中には、ど素人でありながら、あたかも自分は競馬に詳しいんだと言わんばかりに、あの評論家はこう言っているがあれは違うと、評論家の見解に対し、わざわざ名指しして異を唱える者もいるが、大体その意見は的外れなものばかりである。
やはり、我々一般の競馬ファンは、日々競馬に関わる仕事に従事している人の見解には謙虚な姿勢で耳を傾けるべきだろう。
またそれが自分にとって益となる。
<超一流馬ウオッカ>
レース後、興奮気味に語る岩田の表情が、「超一流」の能力を持つウオッカから受けた衝撃を物語っていた。
また、彼は、ウオッカをあの世界的な名馬アドマイヤムーンと同等だと絶賛した。
紛れもなく、ウオッカは、「超一流馬」であり、「歴史に残る名牝」である。
それは、仮にウオッカが今後まったく勝てなくても変わりはない。
「超一流馬」と認めるというのはそういうものである。
少し負けが続いたらからといって「一流馬」に評価を下げたり、また強い勝ち方をしたら、再度「超一流馬」へ格上げといったような類のものではない。
後続を3馬身ぶっちぎった破格の強さ。
念入りに作戦を立て、ウオッカの能力を十分に発揮した岩田の好騎乗による部分もあるが、それはウオッカ自身の絶対的な能力の高さがなければ成し得ない決定的な着差でもある。
誰の目にも明らかだったように、ウオッカの状態は前走から良化していた。
とにかく、これが大きかった。
ウオッカ本来の力が出せれば、今回のメンバーでは力が抜けていることが証明された結果だった。
私は、前走ヴィクトリアマイルの回顧の中で、“超一流馬”ウオッカの巻き返しはあると書いていたが、早速その力を証明してくれたわけだ。
ダービーの後は、思うような結果の出ないレースが続いていたウオッカに対し、その結果だけを単純に見て、ウオッカは、「成長力に乏しい」、「超一流馬というほどではない」などという声が上がっていた。
あげくの果てには、俺はもうこの早い段階から見切っていたと言わんばかりに是見よがしに「秋華賞でウオッカの能力に限界を感じた」などというとんでもない見方さえあった。
1回のレースだけを見て、短絡的にこのような誤った見方をしてしまうのは、おそらく単純にその結果だけを見て、馬を機械のように見てしまうからなのであろう。
馬を見る目がないと言うより、そもそも馬そのものを見ていないのかもしれない。
再三再四、書いているが、馬は毎回力を出し切ってくれるとは限らない。
ウオッカの場合も、宝塚記念での敗戦を境にリズムが狂ってしまったのか、レースで思うように力を出し切れなくなっていただけで、決して能力に陰りが出たという訳ではなかった。
昨夏の右後肢の蹄球炎、エ女王杯前の右寛ハ行と、立て続けに肉体的なアクシデントにも見舞われ順調さを欠き、そして、精神面の問題から生じるのであろう、折り合いに対する不安もあった。
機械のように物理的に故障を治しさえすれば、全能力が出せるようになるとは限らないのが生きた競走馬の難しさ。
前述のように、単純に結果だけを見てしまうと、例えば、ダービーで大敗したサクセスブロッケンをダート馬だ!とすぐに決め付けてしまう。
だが、ダービーの回顧でも書いたが、サクセスブロッケンの大敗の原因として、芝適性云々の前に初めて経験する戸惑いや恐怖といった気持ちの部分にも目を向けなければならない。
そのことは、岡部幸雄氏もギャロップ誌の中で指摘していた。
生きた競走馬が走る競馬は、机上の論理で簡単に能力を数値化して予想が当たる程単純ではない。
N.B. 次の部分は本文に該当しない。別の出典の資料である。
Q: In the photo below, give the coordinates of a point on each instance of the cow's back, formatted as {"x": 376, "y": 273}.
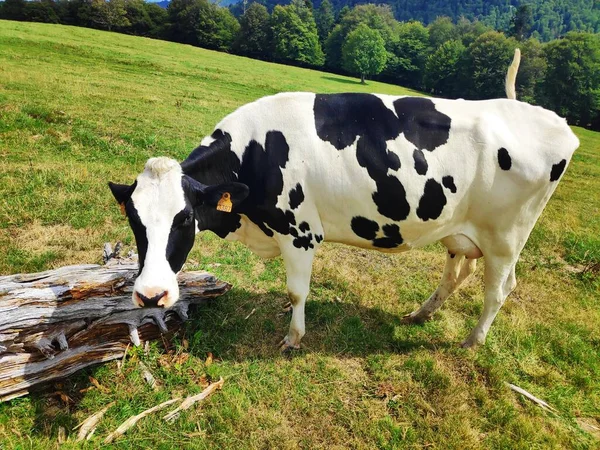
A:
{"x": 398, "y": 172}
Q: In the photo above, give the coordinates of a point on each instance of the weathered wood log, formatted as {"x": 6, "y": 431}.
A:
{"x": 57, "y": 322}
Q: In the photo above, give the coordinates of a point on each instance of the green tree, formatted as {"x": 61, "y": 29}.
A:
{"x": 13, "y": 10}
{"x": 109, "y": 14}
{"x": 41, "y": 11}
{"x": 252, "y": 40}
{"x": 487, "y": 60}
{"x": 216, "y": 27}
{"x": 325, "y": 19}
{"x": 443, "y": 74}
{"x": 520, "y": 25}
{"x": 441, "y": 30}
{"x": 410, "y": 51}
{"x": 146, "y": 19}
{"x": 295, "y": 35}
{"x": 376, "y": 17}
{"x": 532, "y": 71}
{"x": 201, "y": 23}
{"x": 572, "y": 83}
{"x": 364, "y": 52}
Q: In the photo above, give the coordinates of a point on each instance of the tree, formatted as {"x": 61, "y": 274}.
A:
{"x": 441, "y": 30}
{"x": 376, "y": 17}
{"x": 109, "y": 14}
{"x": 572, "y": 83}
{"x": 295, "y": 35}
{"x": 201, "y": 23}
{"x": 487, "y": 60}
{"x": 520, "y": 25}
{"x": 216, "y": 27}
{"x": 252, "y": 39}
{"x": 41, "y": 11}
{"x": 325, "y": 19}
{"x": 146, "y": 19}
{"x": 364, "y": 52}
{"x": 532, "y": 71}
{"x": 410, "y": 51}
{"x": 13, "y": 10}
{"x": 443, "y": 74}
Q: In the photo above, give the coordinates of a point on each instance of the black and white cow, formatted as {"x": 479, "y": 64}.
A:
{"x": 374, "y": 171}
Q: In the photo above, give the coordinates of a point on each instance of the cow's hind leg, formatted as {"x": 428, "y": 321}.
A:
{"x": 500, "y": 281}
{"x": 298, "y": 266}
{"x": 456, "y": 270}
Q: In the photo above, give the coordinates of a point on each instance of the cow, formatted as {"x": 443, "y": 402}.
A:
{"x": 287, "y": 172}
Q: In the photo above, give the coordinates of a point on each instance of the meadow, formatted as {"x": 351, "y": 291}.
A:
{"x": 80, "y": 107}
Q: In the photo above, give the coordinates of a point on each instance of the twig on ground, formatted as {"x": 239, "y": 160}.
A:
{"x": 541, "y": 403}
{"x": 135, "y": 419}
{"x": 88, "y": 426}
{"x": 148, "y": 376}
{"x": 170, "y": 417}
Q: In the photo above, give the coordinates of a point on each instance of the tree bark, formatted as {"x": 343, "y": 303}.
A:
{"x": 55, "y": 323}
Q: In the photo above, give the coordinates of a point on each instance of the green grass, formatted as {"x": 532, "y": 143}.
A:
{"x": 80, "y": 107}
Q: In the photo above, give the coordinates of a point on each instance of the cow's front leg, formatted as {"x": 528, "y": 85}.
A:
{"x": 456, "y": 270}
{"x": 298, "y": 267}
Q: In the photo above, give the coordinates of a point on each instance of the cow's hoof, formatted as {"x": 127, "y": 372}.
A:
{"x": 286, "y": 347}
{"x": 409, "y": 319}
{"x": 471, "y": 343}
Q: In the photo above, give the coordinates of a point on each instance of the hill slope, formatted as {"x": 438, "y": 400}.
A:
{"x": 79, "y": 107}
{"x": 550, "y": 18}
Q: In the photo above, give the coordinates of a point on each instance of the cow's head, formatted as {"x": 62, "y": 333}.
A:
{"x": 163, "y": 206}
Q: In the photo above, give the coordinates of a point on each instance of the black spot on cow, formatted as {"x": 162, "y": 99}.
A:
{"x": 448, "y": 183}
{"x": 368, "y": 229}
{"x": 432, "y": 202}
{"x": 210, "y": 165}
{"x": 304, "y": 242}
{"x": 557, "y": 170}
{"x": 392, "y": 237}
{"x": 364, "y": 228}
{"x": 423, "y": 125}
{"x": 504, "y": 159}
{"x": 393, "y": 161}
{"x": 296, "y": 196}
{"x": 420, "y": 162}
{"x": 261, "y": 170}
{"x": 342, "y": 118}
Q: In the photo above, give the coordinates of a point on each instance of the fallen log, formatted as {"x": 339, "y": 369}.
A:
{"x": 57, "y": 322}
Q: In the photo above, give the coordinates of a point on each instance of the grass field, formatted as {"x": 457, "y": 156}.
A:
{"x": 80, "y": 107}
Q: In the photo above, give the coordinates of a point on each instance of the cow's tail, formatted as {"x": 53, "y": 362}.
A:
{"x": 511, "y": 76}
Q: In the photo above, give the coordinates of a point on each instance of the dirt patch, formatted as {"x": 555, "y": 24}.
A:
{"x": 75, "y": 246}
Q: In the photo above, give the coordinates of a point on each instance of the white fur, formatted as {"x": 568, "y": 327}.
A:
{"x": 157, "y": 198}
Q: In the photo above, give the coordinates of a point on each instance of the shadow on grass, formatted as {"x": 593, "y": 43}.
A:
{"x": 332, "y": 328}
{"x": 340, "y": 80}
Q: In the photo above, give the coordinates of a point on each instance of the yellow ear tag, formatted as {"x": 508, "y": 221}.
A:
{"x": 225, "y": 204}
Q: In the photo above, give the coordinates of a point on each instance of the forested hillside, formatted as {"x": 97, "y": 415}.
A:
{"x": 549, "y": 18}
{"x": 448, "y": 58}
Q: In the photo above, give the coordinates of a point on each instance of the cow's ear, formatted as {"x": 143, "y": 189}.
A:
{"x": 122, "y": 192}
{"x": 223, "y": 197}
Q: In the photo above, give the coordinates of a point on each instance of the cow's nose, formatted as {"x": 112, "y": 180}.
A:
{"x": 144, "y": 301}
その奥の深さがまた競馬のおもしろさでもある。
<2着アルマダ>
注目の香港勢は大きく明暗を分けた。5番人気のアルマダが2着に入った。
アルマダは、好スタートからハナに立つ勢いだったが、コンゴウリキシオーの藤田が何が何でもという感じでハナを主張したので、控えて2番手。この位置につけたことで、外枠スタートながらインコースをロスなく回れた。さらにコンゴウリキシオーからは間隔を空け、マイペースをキープしたことが最後の踏ん張りに繋がった。
「4コーナーで荒れた馬場を気にしていたので、直線は馬場のいいところに出す必要があった」とのホワイト騎手のコメント通り、直線は迷わずに「伸びる内」へと導いた。後続の追撃を振り切ることができたのは、これまで何度も東京コースで騎乗し、このコースをよく知るホワイト騎手の好騎乗によるところが大きい。
これまでのコース経験に加え、ホワイト騎手は、土曜日から何レースも騎乗機会に恵まれ、今の東京コースの「インコースが伸びる」という芝の特徴を掴むことができたことも好騎乗に繋がった。
位置取り、ペース、コース取りなど、ホワイト騎手の東京コースでの経験に基づく見事な騎乗がアルマダに2着という好結果をもたらした。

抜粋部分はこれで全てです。